In 3Delight, the shading rate actually controls how finely surfaces are tessellated. Since the shading rate is specified in "area of pixels", micro-polygon renderers simply tessellate surfaces so that each micro-polygon is of the specified area. And since every micro-polygon is an atomic unit of shading , we automatically obtain the desired shading rate. There is an important implication to this:
Higher shading rates (such as 20) not only make objects look blurrier (less frequent shading), but also make surface silhouettes look less smooth. This is because the shading rate and the tessellation are interconnected in a micro-polygon based renderer.
Note however that shading rate has absolutely no effect on edge anti-aliasing, which is controlled through the filtering parameters described next.
In practice, the following shading rate values are common:
Shading Rate | Description |
---|---|
0.1 to 1.0 | For high quality renders. Even lower shading rates can be used for extremely detailed shaders or textures. Some shaders are not written with anti-aliasing in mind and can exhibit artifacts (especially in animation), those also require low shading rates. |
1.0 to 2.0 | For medium quality renders. |
> 2.0 | Draft renders and shadow map renders. |
Oversampling
The oversampling (or supersampling) defines the number of sub-samples (or sub-pixels) there is in each pixel and in each direction. This means that an Oversampling of 2 actually means 4 (2x2) samples for each pixel. Oversampling has a direct impact on the following features:
Performance Note
Pixel Samples can have a substiancial impact on performance in the case of the path tracer. In REYES, this less the case.
Most importantely, pixel samples do not multiply the samples set for global illumination. Those are two independent settings. This means that increasing pixel samples to have, for example, smoother motion-blur does't affect the global illumination quality and render time.
Filter Width
The width of the super sampling filter tells the renderer how many pixels to consider in the final result (also known as filter support). It is well known that film-grade quality anti-aliasing can only be achieved using sharper filters (such as ‘sinc’, ‘mitchell’ and ‘catmull’) and wide filter supports. Values of 2 to 4 are common for draft renders and values from 6 to 8 are common in high-end final renders.

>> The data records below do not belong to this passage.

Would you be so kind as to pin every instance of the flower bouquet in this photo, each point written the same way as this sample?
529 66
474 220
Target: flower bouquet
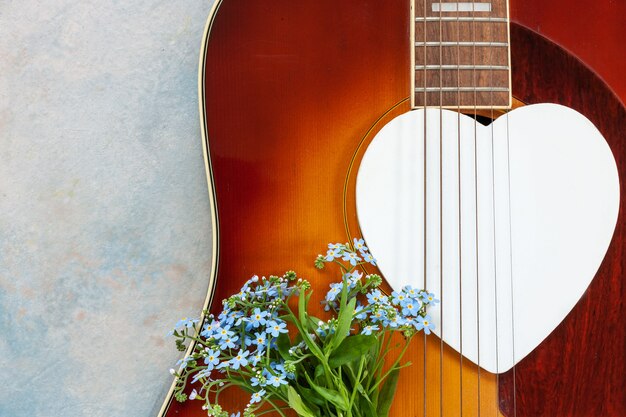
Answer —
266 342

Note that because ‘sinc’ and ‘catmull’ filters have negative lobes, it makes no sense to use a filter width smaller than 4 for these; to better understand the problem please refer to The RenderMan Companion, page 176.
Performance Note
Filter width doesn't affect render times (or very little).
Filter Type
Specify what filter to use when combining the pixel samples together. The most useful filters are: ‘sinc’, ‘mitchell’ and ‘catmull’. ‘box’ filter is commonly used for shadow map rendering or when oversampling is disabled (Oversampling set to 1) ‘gaussian’ filter is good when softer results are desired but tends to be too blurry when the filter width is higher than 2 or 3.
Performance Note
Filter type has no impact on performance.
Smooth Subdivision Threshold
Specifies the level of geometric approximation from which the object will be rendered as a subdivision surface instead of a plain polygon mesh. For example, if the Render Level subdivision property (in Softimage's Geometric Approximation) is set to 1 and this property is set to 2, then 3Delight for Softimage will simply render a polygonal mesh that has been subdivided once. But if you set this property to 1, then 3Delight for Softimage will render the polygon mesh as a perfectly smooth subdivision surface. It is better to render subdivision surfaces instead of subdividing polygonal meshes too much. The default value is 1 (3Delight for Softimage will render meshes as smooth subdivision surfaces as soon as Render Level property is equal or larger than 1). A per-object control is also available as explained in Quality Properties.
Premultiply Colors With Alpha
By default, the renderer with pre-multiply all colors by the alpha. Switching off this flag will force the colors to be not multiplied by the alpha.